GAUTENG wants a change in the funding model for provinces, and it will, on the political front, take this battle to the African National Congress (ANC) national policy conference next week.
The ANC conference is also expected to decide whether to retain or reduce the number of provinces, amid reports that provincial party bosses are generally reluctant to surrender their power bases.
An earlier ANC summit on provincial and local government concluded that the status quo was not viable.
The Treasury's revenue division prioritises provinces with a higher rural density, leaving Gauteng lagging, despite its 34% contribution to SA's gross domestic product. Gauteng Premier Nomvula Mokonyane said on Friday the province could claim only 4% of peri-urban - not rural - settlements.

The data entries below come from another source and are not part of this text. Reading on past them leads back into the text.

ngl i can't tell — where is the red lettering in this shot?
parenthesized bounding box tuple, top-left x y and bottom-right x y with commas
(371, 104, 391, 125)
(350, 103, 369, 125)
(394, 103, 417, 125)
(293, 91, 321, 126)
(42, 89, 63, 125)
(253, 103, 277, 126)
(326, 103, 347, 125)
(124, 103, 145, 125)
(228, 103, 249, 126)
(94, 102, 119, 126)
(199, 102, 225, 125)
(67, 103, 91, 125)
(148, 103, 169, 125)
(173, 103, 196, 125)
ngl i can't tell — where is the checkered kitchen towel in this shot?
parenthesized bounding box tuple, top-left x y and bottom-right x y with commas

Statistics appear to support the argument for a different provincial funding model, which could include allowing the provinces to raise capital from the market. About 41,9% of Gauteng's 11,3-million inhabitants originate from beyond the province, Ms Mokonyane said. The population was growing at nearly 3% a year, while the available resources were shrinking - mainly linked to the 2009 global economic recession.

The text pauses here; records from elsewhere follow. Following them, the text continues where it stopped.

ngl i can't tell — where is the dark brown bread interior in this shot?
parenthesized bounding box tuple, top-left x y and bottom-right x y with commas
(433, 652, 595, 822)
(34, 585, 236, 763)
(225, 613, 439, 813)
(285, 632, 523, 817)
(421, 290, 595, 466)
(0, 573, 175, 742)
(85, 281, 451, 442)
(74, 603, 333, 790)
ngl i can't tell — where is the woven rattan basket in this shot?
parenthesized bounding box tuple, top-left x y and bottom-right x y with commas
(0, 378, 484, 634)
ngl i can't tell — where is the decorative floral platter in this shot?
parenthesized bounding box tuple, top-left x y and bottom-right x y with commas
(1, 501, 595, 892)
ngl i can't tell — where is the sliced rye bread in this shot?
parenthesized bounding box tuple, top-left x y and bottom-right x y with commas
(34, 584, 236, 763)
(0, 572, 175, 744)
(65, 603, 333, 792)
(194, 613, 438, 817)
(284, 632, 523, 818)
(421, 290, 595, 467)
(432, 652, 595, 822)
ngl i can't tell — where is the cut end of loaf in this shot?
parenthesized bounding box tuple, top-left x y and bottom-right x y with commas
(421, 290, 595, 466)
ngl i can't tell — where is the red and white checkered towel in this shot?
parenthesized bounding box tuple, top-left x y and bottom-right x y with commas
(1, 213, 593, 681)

Gauteng had overtaken KwaZulu-Natal in terms of population size, but KwaZulu-Natal got the larger budget, Gauteng finance MEC Mandla Nkomfe told Business Day last week. Gauteng's R73bn this year is SA' s second-highest budget.
Mr Nkomfe said the province was not being compensated sufficiently as the economic engine of the country. "You need a national government that accepts that for the country to move forward you have got to support provinces like Gauteng."
Mr Nkomfe said the capacity of provinces to borrow was limited by law, particularly the Public Finance Management Act.
But the Treasury's spokesman, Jabulani Sikhakhane, said the level of underspending by provinces and municipalities showed that they did not have the capacity to absorb and spend bigger budgets.
"National government would love to increase transfers to provinces for investment in infrastructure, however, such transfers must be matched by increased spending capacity," Mr Sikhakhane said.
Mr Nkomfe said there could be an increase in the levy for gambling and tourism in the near future, in a bid to grow provincial revenue.
But while this move was likely to bring more money, it could also affect the cost of doing business in Gauteng.
The auditor-general business executive in Gauteng, Mabatho Sedikela, said there were plans to look into the long-term financial health of provincial departments, in a bid to assess their sustainability.